Wherein,User is represented to V in kth kind rating type_wThe viewing number of times of portion's program,Distribution is represented in l kind rows For the V of type_lThe number of times of interbehavior,Represent the frequency of i-th of behavior pattern in m-th of document；θ_mi、Respectively single behavior pattern, program, the probability of happening of interbehavior.
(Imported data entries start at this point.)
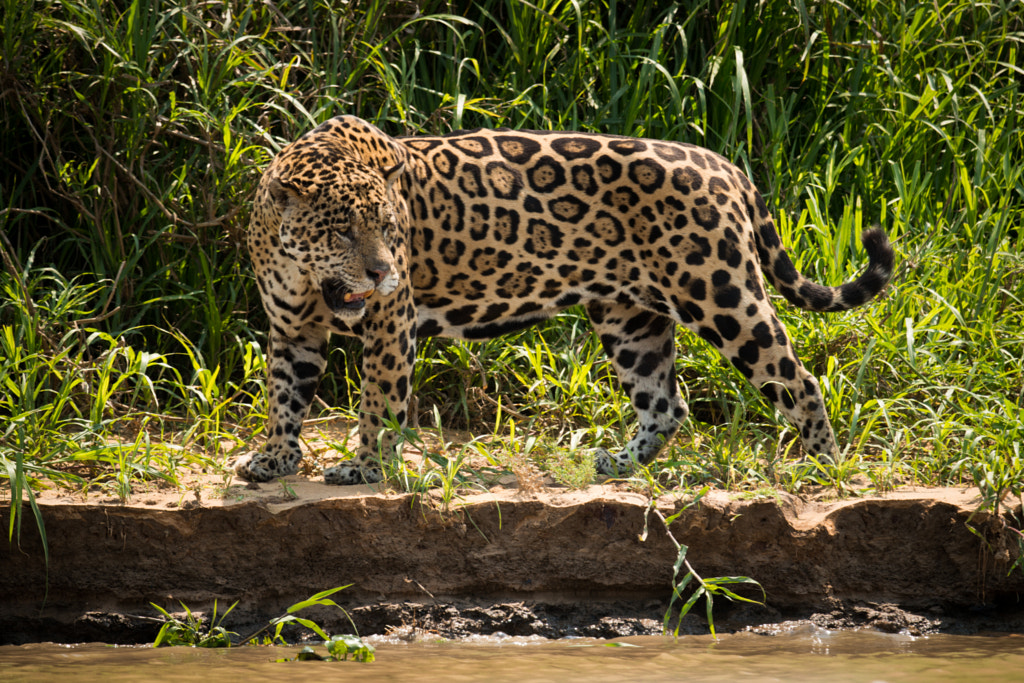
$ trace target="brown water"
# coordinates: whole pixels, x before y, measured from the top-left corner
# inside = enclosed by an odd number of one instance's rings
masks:
[[[298,648],[0,647],[0,681],[1021,681],[1024,636],[928,636],[812,627],[775,636],[368,639],[371,664],[288,661]]]

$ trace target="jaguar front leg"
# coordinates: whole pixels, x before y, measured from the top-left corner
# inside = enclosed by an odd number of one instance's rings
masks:
[[[302,460],[299,433],[316,385],[327,367],[325,328],[308,325],[294,338],[271,332],[267,359],[269,392],[267,440],[259,451],[234,462],[234,473],[249,481],[295,474]]]
[[[416,361],[416,316],[408,289],[362,324],[362,389],[359,400],[359,446],[355,457],[324,470],[330,484],[374,483],[384,478],[383,465],[399,456],[398,429],[409,419],[413,365]]]
[[[676,380],[676,324],[629,303],[595,301],[587,312],[639,423],[625,449],[598,452],[595,465],[599,474],[628,474],[654,460],[688,414]]]

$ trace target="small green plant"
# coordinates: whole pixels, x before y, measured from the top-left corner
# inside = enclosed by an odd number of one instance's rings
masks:
[[[160,633],[157,634],[157,639],[153,641],[154,647],[170,645],[230,647],[231,636],[239,635],[232,631],[227,631],[221,626],[224,617],[234,609],[234,605],[239,604],[237,600],[220,615],[220,618],[217,617],[217,601],[214,600],[213,615],[210,617],[209,627],[204,623],[202,616],[193,612],[183,602],[180,603],[181,608],[185,610],[183,620],[169,614],[166,609],[154,602],[150,604],[153,605],[154,609],[163,614],[166,620],[164,626],[160,629]]]
[[[352,661],[373,661],[376,659],[374,646],[362,641],[358,636],[331,636],[324,641],[328,655],[324,656],[306,645],[294,657],[275,659],[275,661],[347,661],[352,657]]]
[[[357,635],[329,636],[316,622],[298,616],[296,614],[296,612],[306,609],[307,607],[337,607],[342,611],[348,620],[348,623],[352,626],[352,631],[356,631],[355,624],[352,622],[352,617],[348,614],[345,608],[331,599],[332,595],[339,591],[343,591],[346,588],[348,588],[348,586],[339,586],[337,588],[321,591],[319,593],[316,593],[301,602],[295,603],[290,606],[284,614],[270,620],[266,626],[258,629],[248,636],[240,638],[237,644],[245,645],[249,642],[262,642],[266,644],[287,645],[288,641],[286,641],[282,636],[282,631],[289,624],[298,624],[299,626],[303,626],[311,630],[324,640],[324,646],[328,650],[328,655],[319,655],[311,647],[305,647],[294,657],[294,659],[284,658],[278,659],[278,661],[308,659],[321,661],[345,661],[349,656],[352,657],[353,661],[373,661],[373,645],[365,643]],[[169,614],[167,610],[155,603],[151,602],[150,604],[152,604],[157,611],[163,614],[165,620],[164,626],[160,629],[160,633],[157,634],[157,639],[153,642],[154,647],[166,645],[185,645],[190,647],[231,647],[234,644],[231,641],[231,636],[239,635],[233,631],[227,631],[223,626],[221,626],[224,617],[226,617],[227,614],[234,609],[234,606],[239,604],[238,601],[228,607],[227,611],[221,614],[218,618],[217,602],[215,600],[213,603],[213,615],[210,617],[209,627],[205,624],[202,616],[193,612],[191,609],[189,609],[184,603],[181,603],[181,607],[185,610],[185,616],[183,620]],[[271,629],[272,634],[268,634],[267,632]],[[262,640],[260,639],[261,636],[263,637]]]
[[[657,509],[656,503],[653,499],[650,501],[650,504],[647,506],[647,510],[644,513],[644,530],[641,539],[645,539],[647,536],[647,516],[651,512],[653,512],[654,515],[662,521],[662,525],[665,526],[665,532],[669,535],[669,540],[672,541],[672,544],[678,550],[678,553],[676,555],[676,561],[672,565],[672,597],[669,599],[669,606],[665,610],[665,620],[662,625],[663,633],[668,634],[670,632],[669,625],[672,622],[673,607],[677,603],[681,602],[682,605],[679,607],[679,615],[676,621],[676,628],[672,630],[672,635],[676,637],[679,637],[679,629],[683,624],[683,617],[689,613],[690,609],[693,608],[697,600],[699,600],[700,598],[705,599],[705,605],[707,607],[706,613],[708,618],[708,628],[711,630],[712,637],[717,639],[718,635],[715,633],[715,618],[714,614],[712,613],[712,609],[715,604],[715,596],[721,596],[729,600],[739,600],[742,602],[750,602],[759,605],[764,604],[764,598],[767,597],[764,588],[761,587],[761,584],[751,579],[750,577],[714,577],[712,579],[702,578],[699,573],[697,573],[696,569],[693,568],[693,565],[690,564],[689,560],[686,559],[686,553],[689,551],[689,548],[679,543],[679,541],[676,540],[676,537],[673,536],[672,529],[670,528],[672,522],[678,519],[679,515],[681,515],[684,510],[696,505],[700,501],[700,499],[708,493],[708,490],[709,490],[708,487],[705,487],[703,489],[698,492],[697,495],[694,496],[692,500],[690,500],[686,505],[682,507],[682,509],[680,509],[678,512],[676,512],[674,515],[671,515],[668,518],[666,518],[665,515],[662,514],[662,511]],[[682,579],[680,579],[679,572],[682,570],[684,566],[686,567],[686,573],[683,575]],[[695,584],[693,592],[689,595],[688,598],[684,599],[685,591],[691,583]],[[741,595],[736,594],[734,591],[728,588],[729,586],[734,586],[734,585],[757,586],[758,589],[761,591],[762,599],[752,600],[751,598],[745,598]]]

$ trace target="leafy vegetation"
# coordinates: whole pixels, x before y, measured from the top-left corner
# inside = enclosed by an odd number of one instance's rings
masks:
[[[837,466],[797,463],[787,423],[681,332],[692,418],[652,468],[659,487],[842,493],[860,477],[1021,496],[1018,3],[0,0],[0,13],[10,536],[23,501],[43,530],[41,486],[127,499],[140,480],[223,472],[259,437],[249,200],[283,145],[338,114],[393,134],[706,145],[757,182],[797,266],[823,283],[862,265],[862,227],[886,227],[899,271],[883,300],[780,307],[846,444]],[[338,341],[319,391],[348,415],[357,356]],[[577,452],[622,444],[633,422],[579,310],[486,343],[426,341],[415,394],[428,422],[480,437],[414,473],[449,482],[449,500],[470,452],[582,485]]]
[[[369,643],[365,643],[357,635],[343,635],[343,636],[330,636],[327,632],[321,628],[319,624],[316,622],[298,616],[296,612],[302,611],[308,607],[313,606],[330,606],[337,607],[345,616],[348,617],[351,624],[351,617],[348,616],[348,612],[339,605],[337,602],[331,599],[331,596],[339,591],[343,591],[347,586],[339,586],[337,588],[328,589],[322,591],[315,595],[312,595],[301,602],[297,602],[290,606],[285,613],[281,616],[270,620],[270,623],[265,627],[257,630],[248,636],[237,638],[237,641],[232,641],[231,636],[238,637],[239,634],[233,631],[227,631],[223,627],[224,618],[234,609],[238,605],[238,601],[231,604],[224,613],[219,617],[217,616],[217,603],[213,603],[213,614],[207,621],[202,615],[193,612],[184,603],[181,607],[185,610],[184,618],[179,618],[170,614],[166,609],[160,605],[153,604],[154,609],[159,611],[164,616],[164,626],[161,627],[160,633],[157,634],[156,640],[153,642],[154,647],[172,646],[172,645],[184,645],[189,647],[231,647],[233,644],[245,645],[247,643],[259,644],[260,636],[263,636],[267,631],[273,630],[272,636],[264,636],[264,642],[266,644],[273,645],[288,645],[288,641],[282,636],[282,631],[285,626],[294,624],[298,626],[305,627],[315,633],[319,638],[324,640],[324,647],[327,648],[327,656],[317,654],[316,651],[311,646],[305,646],[299,651],[294,657],[295,660],[318,660],[318,661],[344,661],[347,660],[349,656],[352,657],[353,661],[373,661],[374,660],[374,646]],[[355,631],[355,625],[352,624],[352,630]],[[288,661],[289,659],[278,659],[278,661]]]

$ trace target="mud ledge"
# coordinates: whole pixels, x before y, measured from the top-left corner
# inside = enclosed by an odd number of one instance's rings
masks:
[[[436,501],[367,486],[290,478],[289,487],[295,498],[280,483],[216,497],[211,485],[188,500],[152,495],[130,505],[43,498],[48,572],[31,515],[19,547],[0,543],[0,644],[145,642],[159,626],[150,602],[206,610],[214,599],[221,610],[240,601],[225,626],[246,633],[346,584],[335,597],[362,635],[660,632],[676,549],[653,515],[641,540],[647,501],[622,487],[496,487],[446,512]],[[666,515],[685,505],[658,501]],[[971,518],[977,507],[971,489],[836,502],[712,492],[682,511],[672,532],[701,575],[752,577],[768,594],[765,606],[716,601],[720,632],[772,633],[796,621],[1024,632],[1024,573],[1008,574],[1012,520]],[[309,615],[350,630],[337,610]],[[691,614],[681,633],[706,629]]]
5. a kind of video resource Popularity prediction method according to claim 1, it is characterised in that the combination nerve net Network model, the resource popularity of institute's statistics and behavior pattern matrix are inputted as neutral net, pre- by training generation Model is surveyed, the video resource popularity in future is predicted according to the forecast model of training to be included：

The Nonlinear Mapping to behavior pattern matrix and the resource popularity of statistics, input layer are realized using BP neural network Relevant with input/output argument with output layer neuron number, the rating type of the behavior pattern matrix program of input has K kinds, defeated Go out for following video resource popularity, then input layer and output layer node number are respectively K and 1, and node in hidden layer is set to S It is individual；

The behavior vector of the program of different rating types in the resource popularity of statistics, and behavior pattern matrix is read Enter, then training data and test data are divided into by data are read in；

Start to initialize BP neural network, training method uses steepest descent method, and batch mode trains behavioral pattern data, then Sample is inputted into BP neural network by the way of batch is trained, the error of each sample is calculated；Finally judge whether convergence, if Do not restrain, weights are adjusted according to steepest descent method, until convergence, so as to obtain forecast model；

The test data of delimitation is inputted into BP neural network, the video resource popularity in future is predicted using forecast model.